2. Each product has an "average customer." So Harvard's "average customer" is a very above average student. The Democratic and Republican parties each have "average customers" in various locales. The different parts of IWU each have "average customers." Seminaries have "average customers."

3. OK, here's the really obvious thought. The number of customers must be sufficient for the business to survive.

The long and short of it is that if the "average customer" that a business, college, political party, etc. is targeting does not exist in sufficient numbers, the business won't survive, the college will close, the political party won't get elected, etc.

What's the point?

The point is that a lot of failing organizations formulate their identities on their ideals--what they want to be--rather than on their most likely average customer. Think of the seminaries that have brilliant faculty but no students. Are their faculty brilliant? Quite possibly so. The business will still fail if it doesn't have enough average customers.
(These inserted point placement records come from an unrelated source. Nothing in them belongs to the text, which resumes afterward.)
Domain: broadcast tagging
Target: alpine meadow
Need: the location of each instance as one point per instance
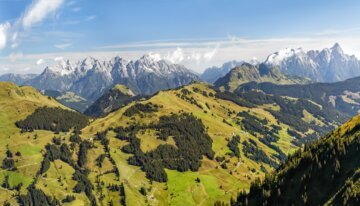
(194, 102)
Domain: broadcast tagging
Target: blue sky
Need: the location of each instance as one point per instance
(197, 33)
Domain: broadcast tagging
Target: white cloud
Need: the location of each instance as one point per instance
(176, 56)
(40, 62)
(63, 46)
(89, 18)
(26, 69)
(39, 10)
(203, 53)
(76, 9)
(3, 34)
(209, 55)
(15, 56)
(57, 59)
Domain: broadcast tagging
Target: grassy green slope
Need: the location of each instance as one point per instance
(219, 180)
(17, 103)
(220, 119)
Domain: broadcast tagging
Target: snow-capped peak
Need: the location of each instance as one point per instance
(277, 57)
(152, 57)
(337, 49)
(62, 67)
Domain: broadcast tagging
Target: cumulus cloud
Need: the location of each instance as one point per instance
(176, 56)
(89, 18)
(14, 56)
(40, 62)
(39, 10)
(209, 55)
(57, 59)
(3, 34)
(76, 9)
(62, 46)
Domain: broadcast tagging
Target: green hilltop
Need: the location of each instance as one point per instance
(187, 146)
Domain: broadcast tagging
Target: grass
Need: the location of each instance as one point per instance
(215, 183)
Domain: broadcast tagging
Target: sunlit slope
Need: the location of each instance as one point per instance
(16, 103)
(219, 180)
(246, 141)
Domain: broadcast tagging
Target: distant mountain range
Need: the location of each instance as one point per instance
(327, 65)
(18, 79)
(214, 73)
(90, 78)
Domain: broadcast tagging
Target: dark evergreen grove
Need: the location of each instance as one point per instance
(192, 142)
(36, 197)
(53, 119)
(326, 170)
(233, 145)
(252, 151)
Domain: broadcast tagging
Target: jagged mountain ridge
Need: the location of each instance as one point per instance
(18, 79)
(214, 73)
(90, 78)
(327, 65)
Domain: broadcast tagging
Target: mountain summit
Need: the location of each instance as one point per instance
(327, 65)
(90, 78)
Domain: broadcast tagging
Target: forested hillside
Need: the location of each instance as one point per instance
(190, 145)
(324, 173)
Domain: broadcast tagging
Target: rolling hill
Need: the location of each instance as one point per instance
(254, 73)
(69, 99)
(112, 100)
(191, 145)
(342, 96)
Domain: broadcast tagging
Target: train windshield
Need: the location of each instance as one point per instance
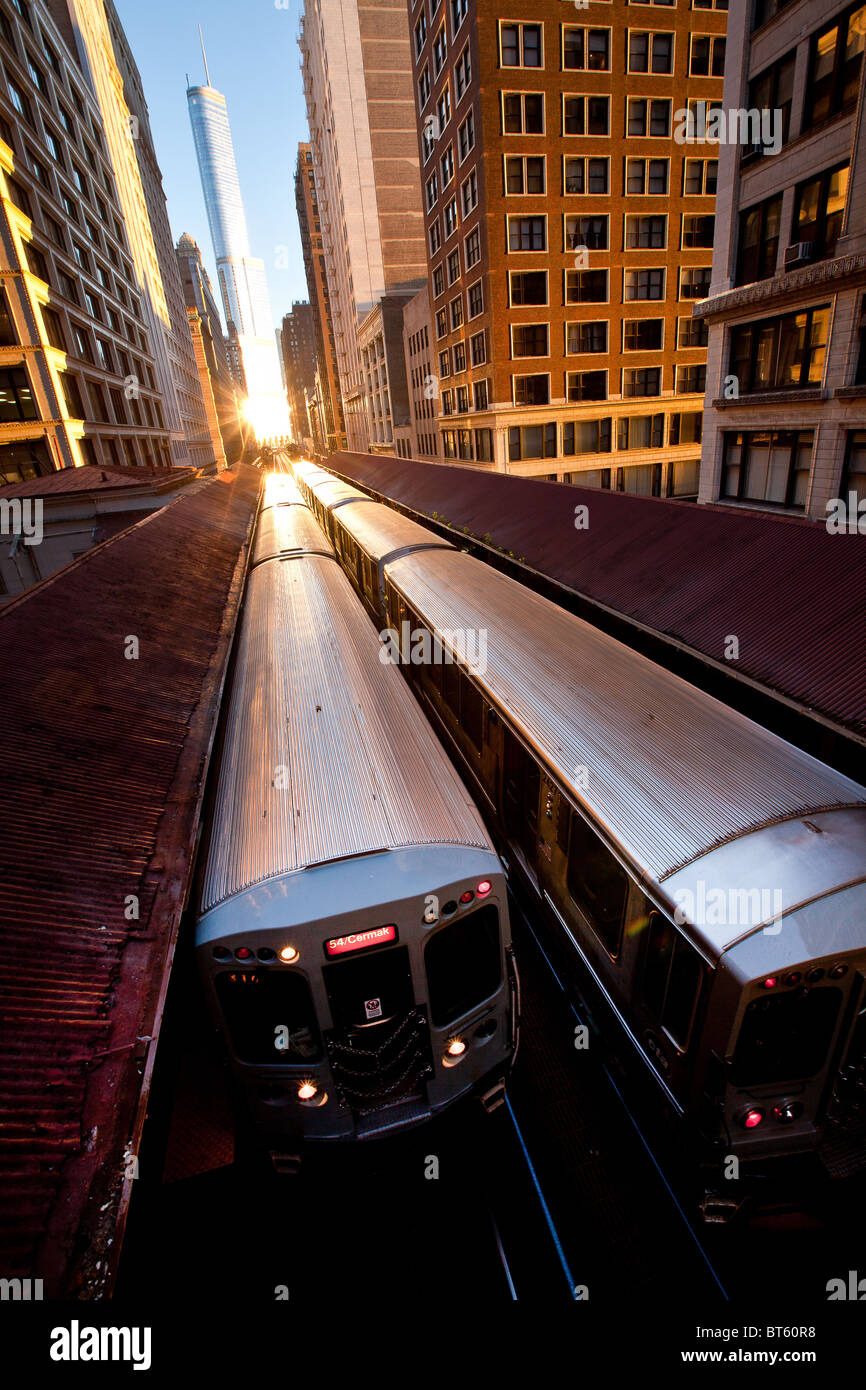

The same applies to colleges. Faculty usually want to formulate the product on the basis of what they think is true and what they think is quality. If there are enough "average customers" who are interested in their idea of the product, no worries. But if there aren't, it doesn't matter that they're right.

Here's is the rub that frustrates a lot of us. There are institutions that we might view as inferior in quality but that are far more successful as businesses because they have more customers interested in their product. For example, it may very well be possible that some of the heady scholars at dying institutions could slice and dice in argument some of the professors at more "successful" ones. Doesn't matter. The popular institutions will grow gang busters if there is a huge market for their product. Survival and success in a business is simply not about being right. It's not about truth. It's about having customers.

Indeed, if I might be realistic. "Average" overall, by definition, is the majority of people. Therefore, any organization whose average customer is most like the average person is most likely to be the most successful organization from a business standpoint!

It's a frustrating thought but totally obvious. Those educational institutions that most satisfy the average possible student will be the most successful as businesses.


Ken Schenck said...

I hope you will excuse me for pointing out that the same dynamic applies to numerical church growth. Churches generally grow numerically, not because they are more spiritual or truthful, but because their product appeals to more average customers.

We like to spiritualize these things and it is far more important to aim at truth and the Spirit than to grow numerically. But as far as numbers go, this is just the way things work in the real world.

Martin LaBar said...

And I guess that your model applies to adherence to doctrine. Bad doctrine is sometimes attractive, good, not always.